Medicaid supplementation in long-term settings from Washington LawHelp

Long-term care insurance and residential or in-home services

Report long-term care insurance for those applying or receiving in-home or residential long term services and supports on the Home and Community Services (HCS) Financial Eligibility and Policy (FEP) SharePoint page under the Notify Us tab LTC insurance workarounds.
Report long-term care insurance for those applying or receiving nursing facility or hospice as a program care to Mark Benya, Health Care Authority (HCA), Coordination of Benefits. 

Third-party resources and Medicaid

WAC 182-501-0200 Third-party resources

WAC 182-502-0100 (2) General conditions of payment (Medicaid the payer of last resort).
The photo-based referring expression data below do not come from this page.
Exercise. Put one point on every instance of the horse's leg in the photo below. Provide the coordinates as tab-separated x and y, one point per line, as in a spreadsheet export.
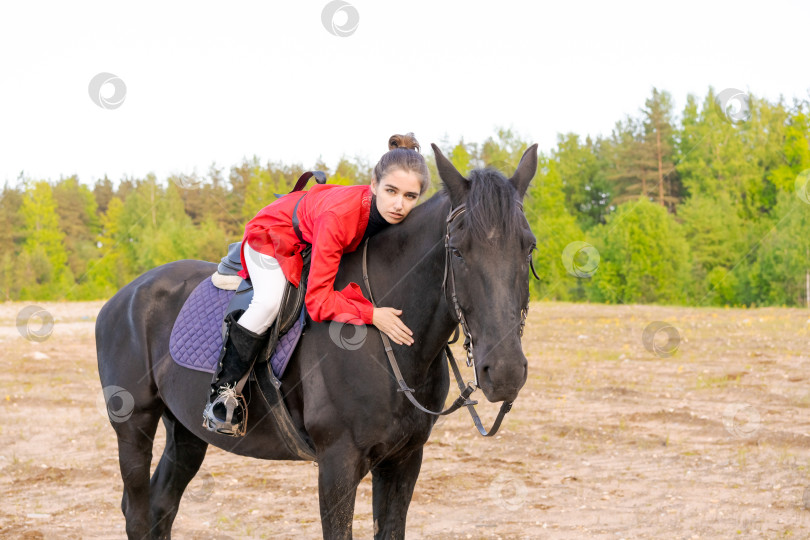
181	459
136	436
340	470
392	487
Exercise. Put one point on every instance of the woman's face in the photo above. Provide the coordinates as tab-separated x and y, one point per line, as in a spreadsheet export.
397	193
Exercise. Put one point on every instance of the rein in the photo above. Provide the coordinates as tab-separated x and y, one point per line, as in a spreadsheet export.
466	390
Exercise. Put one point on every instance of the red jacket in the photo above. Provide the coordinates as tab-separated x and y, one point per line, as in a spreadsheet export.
333	219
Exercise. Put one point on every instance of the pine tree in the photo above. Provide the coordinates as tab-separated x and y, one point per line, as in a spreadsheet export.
44	247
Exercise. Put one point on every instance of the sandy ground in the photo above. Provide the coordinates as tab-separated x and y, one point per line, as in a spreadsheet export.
609	438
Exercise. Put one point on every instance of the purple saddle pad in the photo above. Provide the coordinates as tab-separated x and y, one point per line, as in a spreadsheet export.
196	339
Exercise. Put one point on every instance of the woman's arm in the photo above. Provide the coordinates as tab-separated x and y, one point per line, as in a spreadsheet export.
323	302
349	305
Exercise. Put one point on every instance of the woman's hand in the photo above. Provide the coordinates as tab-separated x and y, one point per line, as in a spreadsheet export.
387	320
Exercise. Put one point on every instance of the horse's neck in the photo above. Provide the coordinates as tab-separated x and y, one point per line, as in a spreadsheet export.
407	261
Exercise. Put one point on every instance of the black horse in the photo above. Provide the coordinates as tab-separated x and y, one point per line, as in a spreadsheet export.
345	401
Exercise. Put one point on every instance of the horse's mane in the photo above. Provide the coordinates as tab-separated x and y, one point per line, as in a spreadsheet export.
491	207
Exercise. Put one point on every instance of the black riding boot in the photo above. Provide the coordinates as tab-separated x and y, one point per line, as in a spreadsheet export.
226	410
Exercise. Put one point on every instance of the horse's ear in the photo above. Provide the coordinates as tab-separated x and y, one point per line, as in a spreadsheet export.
457	186
525	171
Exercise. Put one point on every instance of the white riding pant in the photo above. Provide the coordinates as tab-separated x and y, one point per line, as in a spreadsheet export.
268	288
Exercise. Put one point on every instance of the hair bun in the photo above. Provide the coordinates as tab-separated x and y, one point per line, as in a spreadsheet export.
403	141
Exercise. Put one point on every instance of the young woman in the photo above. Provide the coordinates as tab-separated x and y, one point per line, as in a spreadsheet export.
334	220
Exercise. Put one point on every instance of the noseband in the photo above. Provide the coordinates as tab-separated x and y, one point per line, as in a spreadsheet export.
466	390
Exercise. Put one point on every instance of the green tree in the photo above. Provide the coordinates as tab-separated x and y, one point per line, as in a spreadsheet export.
77	209
717	238
555	228
644	257
44	248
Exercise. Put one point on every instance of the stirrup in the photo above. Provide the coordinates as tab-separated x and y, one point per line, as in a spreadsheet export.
231	400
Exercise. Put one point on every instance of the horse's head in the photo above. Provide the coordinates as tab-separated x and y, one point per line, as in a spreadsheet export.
489	247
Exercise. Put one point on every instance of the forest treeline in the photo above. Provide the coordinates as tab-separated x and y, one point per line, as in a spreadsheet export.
706	206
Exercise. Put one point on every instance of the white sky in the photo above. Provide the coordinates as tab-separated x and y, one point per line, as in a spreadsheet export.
217	81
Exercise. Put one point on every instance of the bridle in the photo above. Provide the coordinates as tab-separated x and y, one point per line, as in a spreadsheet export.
466	390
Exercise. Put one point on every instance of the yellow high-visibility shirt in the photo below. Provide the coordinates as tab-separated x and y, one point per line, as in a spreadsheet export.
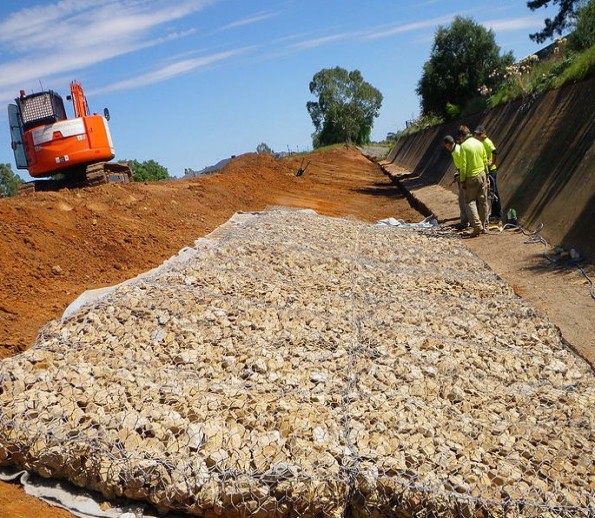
474	160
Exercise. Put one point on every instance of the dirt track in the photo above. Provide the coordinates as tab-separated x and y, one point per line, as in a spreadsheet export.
56	245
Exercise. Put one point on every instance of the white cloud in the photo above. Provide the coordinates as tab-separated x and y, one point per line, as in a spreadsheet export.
514	24
407	27
171	70
248	21
70	35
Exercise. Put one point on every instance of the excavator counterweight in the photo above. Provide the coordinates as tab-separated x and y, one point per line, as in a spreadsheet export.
68	152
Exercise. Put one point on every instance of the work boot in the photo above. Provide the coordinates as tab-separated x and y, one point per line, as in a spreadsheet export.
474	233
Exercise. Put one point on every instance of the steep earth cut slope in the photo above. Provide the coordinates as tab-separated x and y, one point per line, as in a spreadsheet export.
546	153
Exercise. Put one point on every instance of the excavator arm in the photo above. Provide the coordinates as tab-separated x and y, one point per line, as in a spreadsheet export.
79	101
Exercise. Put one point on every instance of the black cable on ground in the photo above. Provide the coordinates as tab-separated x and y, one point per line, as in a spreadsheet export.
535	238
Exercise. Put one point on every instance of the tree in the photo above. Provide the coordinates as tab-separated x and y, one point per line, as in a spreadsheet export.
464	58
9	181
262	148
148	171
559	23
346	107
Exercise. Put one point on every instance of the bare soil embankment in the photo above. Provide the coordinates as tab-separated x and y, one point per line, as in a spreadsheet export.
546	155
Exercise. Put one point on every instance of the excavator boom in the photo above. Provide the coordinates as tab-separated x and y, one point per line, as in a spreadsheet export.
50	145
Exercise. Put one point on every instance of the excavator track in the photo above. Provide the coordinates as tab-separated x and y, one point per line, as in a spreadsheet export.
93	174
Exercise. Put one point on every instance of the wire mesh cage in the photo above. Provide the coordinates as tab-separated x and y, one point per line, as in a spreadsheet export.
308	366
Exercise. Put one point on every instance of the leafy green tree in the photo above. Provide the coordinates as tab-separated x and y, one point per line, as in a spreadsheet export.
346	107
463	59
263	148
9	181
563	20
583	36
148	171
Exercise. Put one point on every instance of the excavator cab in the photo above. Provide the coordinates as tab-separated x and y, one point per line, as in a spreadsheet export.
49	144
40	109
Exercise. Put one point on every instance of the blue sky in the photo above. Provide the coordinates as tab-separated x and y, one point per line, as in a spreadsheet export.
190	82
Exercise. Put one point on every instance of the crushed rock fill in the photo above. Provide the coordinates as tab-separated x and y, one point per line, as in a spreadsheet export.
292	364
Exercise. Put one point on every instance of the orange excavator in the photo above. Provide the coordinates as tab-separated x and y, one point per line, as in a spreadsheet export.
66	152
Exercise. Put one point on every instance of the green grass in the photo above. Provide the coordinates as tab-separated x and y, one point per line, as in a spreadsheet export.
559	69
582	67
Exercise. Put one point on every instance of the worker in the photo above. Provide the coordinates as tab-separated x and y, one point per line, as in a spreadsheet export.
495	212
473	177
454	148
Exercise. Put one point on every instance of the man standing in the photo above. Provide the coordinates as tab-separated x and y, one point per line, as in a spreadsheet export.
491	152
454	149
473	167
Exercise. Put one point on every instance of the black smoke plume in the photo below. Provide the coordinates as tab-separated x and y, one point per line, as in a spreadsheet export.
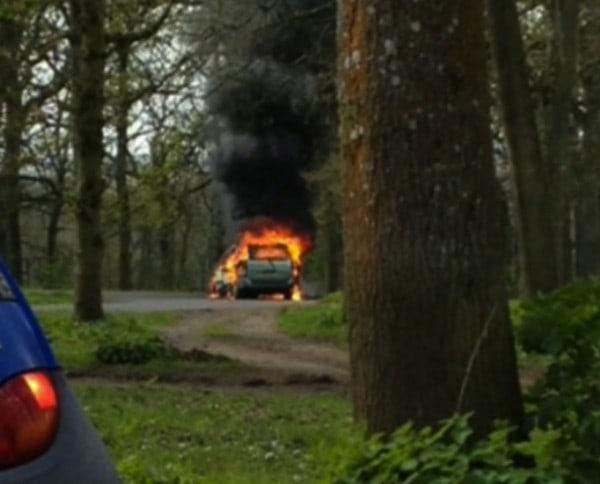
270	129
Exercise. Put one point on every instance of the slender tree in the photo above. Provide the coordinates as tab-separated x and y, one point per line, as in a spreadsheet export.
425	223
87	84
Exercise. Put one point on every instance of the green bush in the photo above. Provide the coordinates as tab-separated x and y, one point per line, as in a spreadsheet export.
553	323
446	456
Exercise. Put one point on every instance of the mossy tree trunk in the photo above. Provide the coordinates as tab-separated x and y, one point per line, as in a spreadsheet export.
425	225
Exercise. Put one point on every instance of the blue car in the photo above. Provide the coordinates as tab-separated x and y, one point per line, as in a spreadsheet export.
45	437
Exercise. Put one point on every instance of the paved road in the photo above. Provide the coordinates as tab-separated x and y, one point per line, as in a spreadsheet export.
149	302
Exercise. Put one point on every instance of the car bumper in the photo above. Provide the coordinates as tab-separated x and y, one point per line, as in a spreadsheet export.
77	455
266	286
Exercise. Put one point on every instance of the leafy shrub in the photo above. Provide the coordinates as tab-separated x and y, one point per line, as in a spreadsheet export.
569	399
553	323
446	456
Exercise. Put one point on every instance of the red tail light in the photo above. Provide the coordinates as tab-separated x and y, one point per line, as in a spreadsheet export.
28	418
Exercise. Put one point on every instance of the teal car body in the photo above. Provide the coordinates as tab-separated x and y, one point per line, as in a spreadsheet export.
268	270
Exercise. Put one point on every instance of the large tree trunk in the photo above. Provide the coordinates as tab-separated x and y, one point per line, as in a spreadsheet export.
124	216
532	177
88	45
425	224
10	233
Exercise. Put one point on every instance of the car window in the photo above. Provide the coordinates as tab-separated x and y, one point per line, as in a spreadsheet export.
270	253
5	292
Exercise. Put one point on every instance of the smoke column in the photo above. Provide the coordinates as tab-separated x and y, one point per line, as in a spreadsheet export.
269	132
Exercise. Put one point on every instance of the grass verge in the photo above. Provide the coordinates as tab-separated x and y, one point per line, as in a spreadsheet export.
322	321
160	434
38	297
76	346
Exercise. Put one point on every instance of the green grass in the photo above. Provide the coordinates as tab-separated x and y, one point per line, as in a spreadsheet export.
159	434
75	346
319	322
75	343
37	296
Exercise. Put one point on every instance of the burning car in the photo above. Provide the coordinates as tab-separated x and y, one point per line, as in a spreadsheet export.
268	270
268	259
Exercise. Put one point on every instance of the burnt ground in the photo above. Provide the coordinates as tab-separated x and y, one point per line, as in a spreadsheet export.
249	336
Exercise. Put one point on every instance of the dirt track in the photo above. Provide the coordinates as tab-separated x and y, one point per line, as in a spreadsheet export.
250	336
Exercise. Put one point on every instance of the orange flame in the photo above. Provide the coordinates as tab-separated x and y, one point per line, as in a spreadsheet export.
267	234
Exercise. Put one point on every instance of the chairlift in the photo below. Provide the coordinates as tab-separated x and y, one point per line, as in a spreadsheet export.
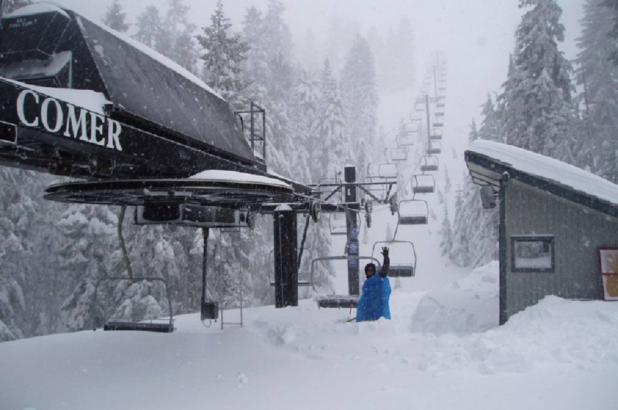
406	140
384	171
413	212
435	147
398	154
159	326
402	255
334	300
429	163
337	222
423	184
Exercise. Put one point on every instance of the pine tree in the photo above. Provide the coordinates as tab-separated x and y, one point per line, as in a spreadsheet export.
115	17
446	233
475	230
536	103
612	10
224	54
149	27
598	77
87	233
360	100
334	145
176	36
491	126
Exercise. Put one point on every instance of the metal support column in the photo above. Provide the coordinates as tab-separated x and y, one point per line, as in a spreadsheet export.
286	258
428	115
352	227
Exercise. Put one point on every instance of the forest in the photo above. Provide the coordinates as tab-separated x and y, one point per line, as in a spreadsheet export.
320	115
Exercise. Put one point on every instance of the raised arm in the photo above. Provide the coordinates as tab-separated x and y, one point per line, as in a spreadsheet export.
386	264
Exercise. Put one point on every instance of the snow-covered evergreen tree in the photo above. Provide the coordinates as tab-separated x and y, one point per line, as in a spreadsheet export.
115	17
446	234
331	142
223	54
149	27
88	234
475	230
536	104
491	125
598	77
360	101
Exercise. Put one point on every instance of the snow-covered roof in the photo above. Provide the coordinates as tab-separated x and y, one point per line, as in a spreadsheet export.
548	169
90	100
238	177
36	8
158	57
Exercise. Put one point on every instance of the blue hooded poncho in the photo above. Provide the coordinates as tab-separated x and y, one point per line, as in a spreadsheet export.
373	303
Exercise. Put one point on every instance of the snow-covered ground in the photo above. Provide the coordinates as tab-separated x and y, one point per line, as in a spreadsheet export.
442	350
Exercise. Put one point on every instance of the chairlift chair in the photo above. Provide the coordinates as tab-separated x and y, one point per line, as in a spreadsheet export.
402	255
337	222
406	140
413	212
423	184
161	326
434	148
387	171
398	154
429	163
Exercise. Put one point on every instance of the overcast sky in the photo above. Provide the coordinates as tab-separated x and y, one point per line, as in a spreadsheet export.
477	35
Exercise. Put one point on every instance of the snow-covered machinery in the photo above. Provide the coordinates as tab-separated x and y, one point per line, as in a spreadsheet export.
413	212
398	154
434	147
78	99
423	184
429	163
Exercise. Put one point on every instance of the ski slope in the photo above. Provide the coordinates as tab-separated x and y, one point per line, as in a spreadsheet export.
442	350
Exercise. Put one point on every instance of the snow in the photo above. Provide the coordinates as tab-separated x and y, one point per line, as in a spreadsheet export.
549	169
442	350
161	59
238	177
37	8
87	99
37	68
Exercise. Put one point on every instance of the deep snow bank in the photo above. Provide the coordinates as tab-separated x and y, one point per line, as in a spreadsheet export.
442	350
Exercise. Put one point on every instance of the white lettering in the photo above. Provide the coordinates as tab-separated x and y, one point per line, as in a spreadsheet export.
45	115
50	114
77	126
113	133
96	128
21	102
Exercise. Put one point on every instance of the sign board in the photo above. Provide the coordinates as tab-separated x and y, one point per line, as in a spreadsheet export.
609	271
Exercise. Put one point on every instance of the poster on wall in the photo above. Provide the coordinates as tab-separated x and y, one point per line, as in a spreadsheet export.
609	271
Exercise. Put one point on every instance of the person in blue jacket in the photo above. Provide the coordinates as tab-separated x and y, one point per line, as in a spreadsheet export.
373	303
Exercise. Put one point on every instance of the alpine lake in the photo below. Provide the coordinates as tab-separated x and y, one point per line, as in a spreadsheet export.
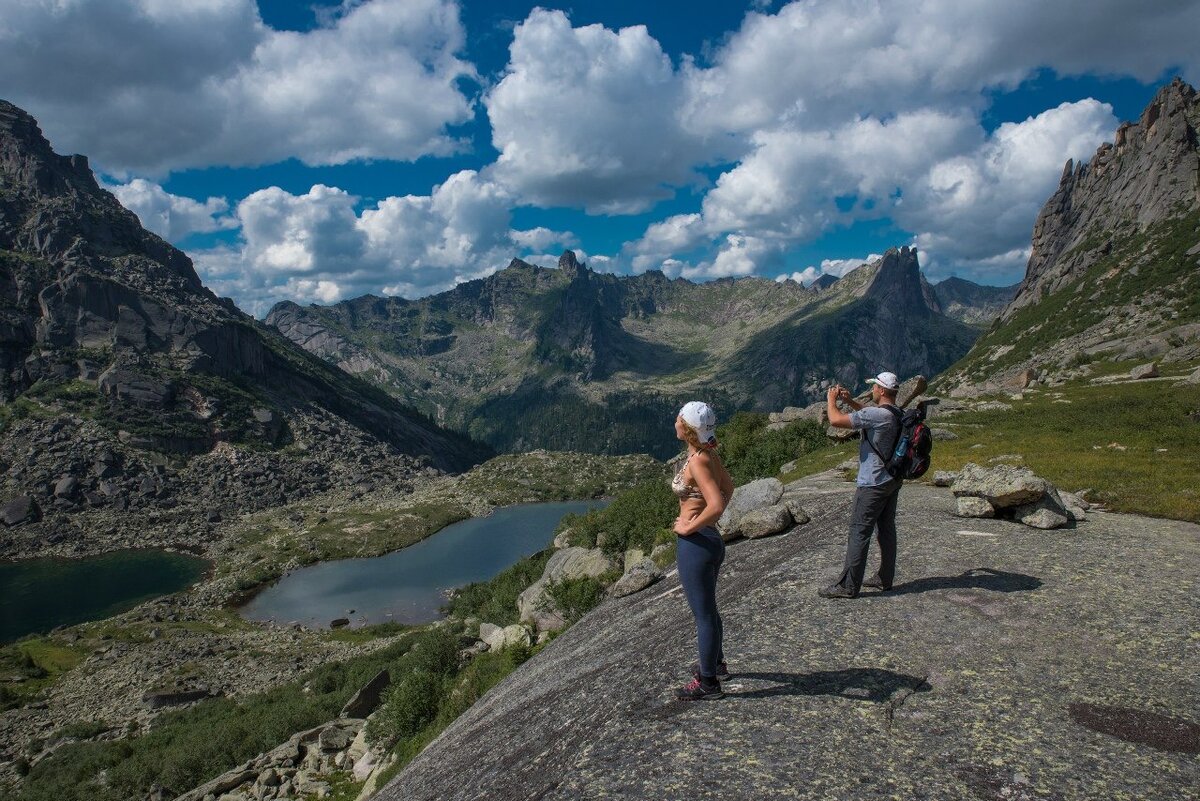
409	585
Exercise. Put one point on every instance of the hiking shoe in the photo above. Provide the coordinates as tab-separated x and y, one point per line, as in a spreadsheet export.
696	690
723	672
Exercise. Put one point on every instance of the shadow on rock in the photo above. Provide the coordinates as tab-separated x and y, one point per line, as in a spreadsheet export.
979	578
874	685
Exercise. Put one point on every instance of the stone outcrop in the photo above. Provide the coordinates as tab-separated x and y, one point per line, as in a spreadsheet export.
1012	493
1113	260
297	769
535	604
108	333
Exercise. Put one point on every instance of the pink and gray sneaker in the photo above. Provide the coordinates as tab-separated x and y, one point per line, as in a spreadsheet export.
697	690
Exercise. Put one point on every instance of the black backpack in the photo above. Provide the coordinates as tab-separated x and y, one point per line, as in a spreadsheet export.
913	445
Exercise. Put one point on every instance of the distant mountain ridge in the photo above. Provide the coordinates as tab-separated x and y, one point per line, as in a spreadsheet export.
1114	272
509	356
115	361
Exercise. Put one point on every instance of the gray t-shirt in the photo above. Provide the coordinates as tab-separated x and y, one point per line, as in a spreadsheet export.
881	426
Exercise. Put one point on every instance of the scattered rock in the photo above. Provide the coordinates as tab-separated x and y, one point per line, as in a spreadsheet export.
21	510
747	498
943	477
972	506
1149	369
66	487
762	522
1001	486
367	698
639	577
1047	512
174	698
501	638
568	562
799	517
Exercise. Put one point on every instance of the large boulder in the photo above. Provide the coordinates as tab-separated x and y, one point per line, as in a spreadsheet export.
501	638
763	522
1047	512
972	506
535	606
369	696
19	510
1002	486
792	501
1144	372
747	498
135	387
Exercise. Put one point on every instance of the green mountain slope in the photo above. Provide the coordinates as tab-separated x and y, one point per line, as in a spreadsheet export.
574	359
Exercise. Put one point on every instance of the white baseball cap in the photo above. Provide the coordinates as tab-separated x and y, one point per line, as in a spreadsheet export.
887	380
700	416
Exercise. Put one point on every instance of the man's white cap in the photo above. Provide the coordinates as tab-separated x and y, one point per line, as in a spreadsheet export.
887	380
700	416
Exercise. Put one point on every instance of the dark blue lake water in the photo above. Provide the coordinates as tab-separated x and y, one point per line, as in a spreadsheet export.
408	585
36	595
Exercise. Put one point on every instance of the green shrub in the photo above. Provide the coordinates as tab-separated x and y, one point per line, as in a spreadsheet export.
189	747
750	451
408	706
634	519
413	700
496	600
577	596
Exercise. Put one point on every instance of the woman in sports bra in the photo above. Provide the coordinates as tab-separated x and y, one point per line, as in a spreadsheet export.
703	487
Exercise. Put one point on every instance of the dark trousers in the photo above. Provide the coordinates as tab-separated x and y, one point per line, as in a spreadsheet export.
700	556
875	511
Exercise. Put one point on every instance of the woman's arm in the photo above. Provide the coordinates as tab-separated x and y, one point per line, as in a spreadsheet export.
701	468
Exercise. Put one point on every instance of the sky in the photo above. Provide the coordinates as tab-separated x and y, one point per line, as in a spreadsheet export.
318	151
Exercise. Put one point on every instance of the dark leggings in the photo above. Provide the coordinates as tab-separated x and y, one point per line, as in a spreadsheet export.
700	556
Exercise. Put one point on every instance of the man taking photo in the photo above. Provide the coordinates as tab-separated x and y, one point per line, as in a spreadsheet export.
875	500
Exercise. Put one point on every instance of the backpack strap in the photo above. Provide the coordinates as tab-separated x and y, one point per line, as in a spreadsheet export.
899	417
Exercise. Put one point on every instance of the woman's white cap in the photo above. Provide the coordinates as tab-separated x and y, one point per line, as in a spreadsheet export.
887	380
700	416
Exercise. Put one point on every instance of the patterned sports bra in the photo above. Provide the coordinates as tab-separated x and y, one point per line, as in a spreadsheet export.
684	491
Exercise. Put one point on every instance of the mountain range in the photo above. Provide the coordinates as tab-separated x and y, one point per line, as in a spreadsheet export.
1113	272
509	357
118	366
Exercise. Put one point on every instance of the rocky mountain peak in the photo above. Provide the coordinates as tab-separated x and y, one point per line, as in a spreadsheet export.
1150	173
897	284
52	206
28	161
570	265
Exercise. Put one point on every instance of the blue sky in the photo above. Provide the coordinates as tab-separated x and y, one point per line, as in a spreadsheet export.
321	151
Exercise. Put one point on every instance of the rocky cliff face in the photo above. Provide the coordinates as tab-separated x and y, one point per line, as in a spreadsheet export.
1114	272
113	354
510	356
1150	173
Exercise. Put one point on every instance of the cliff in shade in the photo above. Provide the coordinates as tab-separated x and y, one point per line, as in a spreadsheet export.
508	357
1114	273
126	386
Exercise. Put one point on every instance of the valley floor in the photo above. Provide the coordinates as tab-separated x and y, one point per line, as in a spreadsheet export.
1007	663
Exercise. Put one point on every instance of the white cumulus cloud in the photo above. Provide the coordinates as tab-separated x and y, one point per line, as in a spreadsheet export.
149	86
172	216
588	116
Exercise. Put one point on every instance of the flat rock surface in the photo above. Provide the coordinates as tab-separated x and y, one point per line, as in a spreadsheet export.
1007	663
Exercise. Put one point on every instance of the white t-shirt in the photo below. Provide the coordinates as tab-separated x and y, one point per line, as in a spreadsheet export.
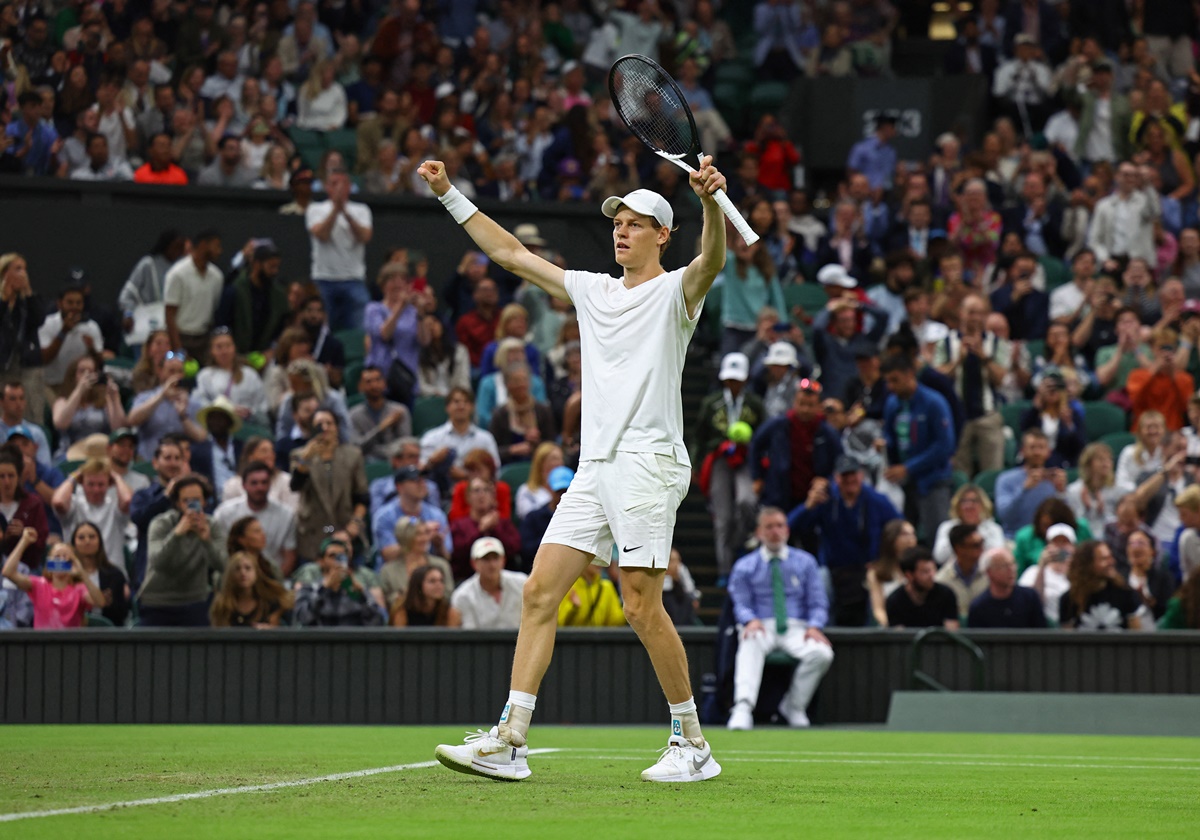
196	295
112	126
277	521
1066	300
1054	585
343	257
107	517
72	346
634	343
480	611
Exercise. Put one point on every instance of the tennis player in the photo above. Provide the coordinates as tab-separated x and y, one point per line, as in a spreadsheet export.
634	469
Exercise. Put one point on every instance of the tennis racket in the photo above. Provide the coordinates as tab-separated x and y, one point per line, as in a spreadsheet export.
655	111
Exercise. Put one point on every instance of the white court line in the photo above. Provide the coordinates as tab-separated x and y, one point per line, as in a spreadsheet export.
935	763
921	755
227	791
Payments from the Veteran's administration for aid and attendant care or unusual medical expenses (UME) are considered a third party resource. This applies to long-term care services such as nursing home or personal care services. Payments from the VA for aid and attendance or UME are not considered as income in initial or post eligibility. These payments are excluded from SSI related Medicaid eligibility per WAC 182-512-0840. It is essential to code these payments correctly in ACES so the payments aren't used to determine eligibility but applied as a third party resource toward long term care services.

Worker Responsibilities

Any health, dental, long-term care insurance or some other type of third-party insurance must be reported to coordination of benefits (COB) at Health Care Authority (HCA). This can be done by providing a:

The COB will receive an automatic assignment of the medical coverage information form, health insurance card or insurance policy once the document is imaged into the electronic case record (ECR).

Monitor resource eligibility on cases where LTC insurance payments exceed the cost of care.